You can’t predict where “FlashForward’’ will go, which helps make it an enjoyably original drama. NBC’s “Trauma’’ is a more familiar product, with shades of “ER’’ and “Third Watch,’’ as San Francisco EMTs rescue people in crisis and deal with their own soap operatics. The hour is crammed with urban explosions and collisions, and it is so fast-paced you may feel like you’ve had too much coffee by the closing credits. Nope, not a relaxing chunk of TV.
“Trauma’’ is a medical series at heart, and it is part of another trend: Journey to the center of the troubled American health care system. Three new shows - CBS’s “Three Rivers’’ and NBC’s “Mercy’’ along with “Trauma’’ - join “Nurse Jackie’’ and “HawthoRNe’’ and take up the gauntlet from “ER’’ in the public conversation about what’s ailing our medical infrastructure. Alas, none of the shows has enough bite, even as they give us bad doctors and bottom-line insurance woes. They trade trenchancy for clichéd melodrama (“Mercy’’), earnest heroics (“Three Rivers’’), and big action-movie bangs (“Trauma’’).
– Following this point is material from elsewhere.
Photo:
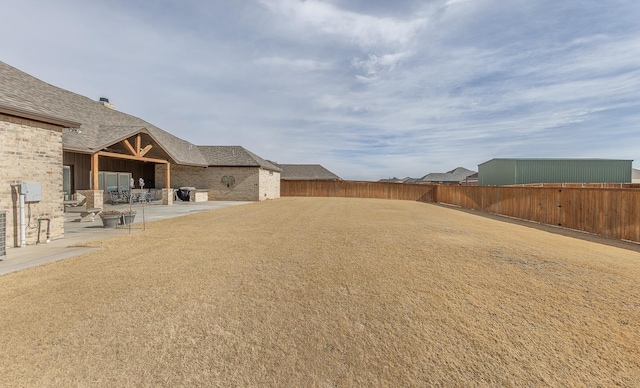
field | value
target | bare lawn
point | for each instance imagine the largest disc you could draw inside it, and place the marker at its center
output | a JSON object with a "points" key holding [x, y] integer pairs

A pair of cougars will attack, both of them relatively fangless. Using humor as a safe vehicle to explore gender issues, both CBS’s “Accidentally on Purpose’’ and ABC’s “Cougar Town’’ present the once-taboo dynamic of older women with younger men as an iteration of female empowerment. ABC’s “Eastwick,’’ too, aims for an empowerment message, as three women discover their dormant magical powers, albeit courtesy of the mentoring of a devilish man named Darryl Van Horne. Unfortunately, none of these weakly written series holds much promise.
CBS’s “The Good Wife,’’ however, does. In this political melodrama, Julianna Margulies plays the wife of a disgraced - and jailed - politician. She must return to work as a defense attorney, and deal with age and gender discrimination at the office. The office politics are too pat and persistent in the pilot; OK, we get it, even professional women are supportive of one another. But Margulies is perfectly cast, and the show helps answer the question, Why do wives publicly stand by their adulterous politician husbands and how do they feel about it?
Along with the teen trials of the CW’s “The Vampire Diaries’’ the 20-something woes of the CW’s “Melrose Place,’’ and the tabloid tragedies of the models on the CW’s “The Beautiful Life: TBL,’’ the fall season is about to hand you plenty to chew on. As always, watch out for the pits.